The idea of mimicking intelligence, instead, has been widely embraced. Self-driving systems effectively try to get in a wide enough dataset of various conditions, predict what to do, and then do that action. These systems, however, are not very generalizable. The self-driving model can't be used to write your essay or have a conversation with you while it's driving, for example.

Artificial General Intelligence is the concept of an agent that can do any intellectual task, perhaps showing true intelligence. It may be possible, it may not be possible, but for now, much of the hype is surrounding the applicability and use of models like ChatGPT.

Predictions and Implications

There exists a point where the models become good enough. At that point, it doesn't matter whether GPT-6 or GPT-7 is being used; it's more about the prompt and what data is being passed into the model for it to contextualize. It's similar to how the neural net architecture is less important than the data being passed in - not just in sheer terms, but in quality. Andrew Ng calls this "data-centric" AI.

Sam Altman, CEO of OpenAI, has said that they aren't focusing on training GPT-5, rather focusing on expanding GPT-4.

Databricks recently released a blog post detailing something they call "Dolly" (what the title of this post references), with the source code on GitHub. ChatGPT is proprietary and has a lot of parameters that go into training it. The idea behind Dolly is to make the process open-source for everyone while improving the underlying training data of older models.

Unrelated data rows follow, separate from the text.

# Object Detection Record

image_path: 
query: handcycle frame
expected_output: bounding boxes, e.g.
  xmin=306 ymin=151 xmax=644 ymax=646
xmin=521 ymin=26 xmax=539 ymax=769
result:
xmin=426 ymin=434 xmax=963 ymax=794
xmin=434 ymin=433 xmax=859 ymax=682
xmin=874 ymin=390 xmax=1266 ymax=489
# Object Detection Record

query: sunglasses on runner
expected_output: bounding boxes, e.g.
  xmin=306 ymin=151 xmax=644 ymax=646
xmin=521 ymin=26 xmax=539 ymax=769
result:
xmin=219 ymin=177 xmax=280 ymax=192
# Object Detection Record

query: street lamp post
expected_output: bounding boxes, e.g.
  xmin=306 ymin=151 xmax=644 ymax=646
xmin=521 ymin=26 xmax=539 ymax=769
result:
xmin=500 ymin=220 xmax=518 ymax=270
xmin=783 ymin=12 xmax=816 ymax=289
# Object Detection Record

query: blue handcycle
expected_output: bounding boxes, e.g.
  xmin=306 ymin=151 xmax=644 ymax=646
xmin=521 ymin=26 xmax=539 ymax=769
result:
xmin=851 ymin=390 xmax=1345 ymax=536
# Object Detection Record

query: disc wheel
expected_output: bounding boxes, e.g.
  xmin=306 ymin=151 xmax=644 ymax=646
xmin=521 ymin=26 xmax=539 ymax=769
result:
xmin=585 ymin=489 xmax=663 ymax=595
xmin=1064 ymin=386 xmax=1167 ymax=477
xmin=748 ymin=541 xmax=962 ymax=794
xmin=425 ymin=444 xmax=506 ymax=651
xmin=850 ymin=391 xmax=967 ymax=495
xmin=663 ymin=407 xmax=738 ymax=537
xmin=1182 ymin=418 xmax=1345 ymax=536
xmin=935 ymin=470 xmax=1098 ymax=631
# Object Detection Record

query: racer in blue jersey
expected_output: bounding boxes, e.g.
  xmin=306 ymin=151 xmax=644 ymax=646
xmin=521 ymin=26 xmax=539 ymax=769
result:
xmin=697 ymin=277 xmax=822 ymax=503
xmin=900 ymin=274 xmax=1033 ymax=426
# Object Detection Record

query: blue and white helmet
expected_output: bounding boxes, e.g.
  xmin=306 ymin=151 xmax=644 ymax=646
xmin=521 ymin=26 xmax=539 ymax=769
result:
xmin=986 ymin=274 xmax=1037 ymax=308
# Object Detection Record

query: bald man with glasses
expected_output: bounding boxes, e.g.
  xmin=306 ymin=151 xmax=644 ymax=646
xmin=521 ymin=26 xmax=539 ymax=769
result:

Even more recently, Dolly 2.0 was released, trained on a high-quality, human generated dataset by employees that has been completely open-sourced for commercial use.

These indicate two key things:

  1. Data Quality > # of Parameters
  2. Open Source

There are two things that can describe a given model: the architecture and the parameters. The parameters are usually determined by some form of training, which is where the data comes into play. Usually, increasing the number of parameters in the underlying architecture improves the ability to "learn" at the risk of overfitting to specific cases in the data, but improving the quality of data looks to change that.

A key implication: lower compute requirements. Fewer parameters mean companies can train models themselves and run those models easier. The market is better if we have every company able to train themselves, forcing the larger compute providers to remain competitive opposed to a few monopolies.

Databricks as a company is huge on open-source, so it makes sense that they are the ones to push out Dolly. More generally, open-source has been key to much of AI research. Google's paper on transformers, for example, pushed the whole industry forward in major ways back in 2017 for NLP.

Anything put into ChatGPT is going through OpenAI's servers; for many companies that may be working on proprietary things, it is not a great idea to put that information into OpenAI.

More importantly, there looks to be an ethical responsibility here to open-source technologies that have the broad impact that LLMs do.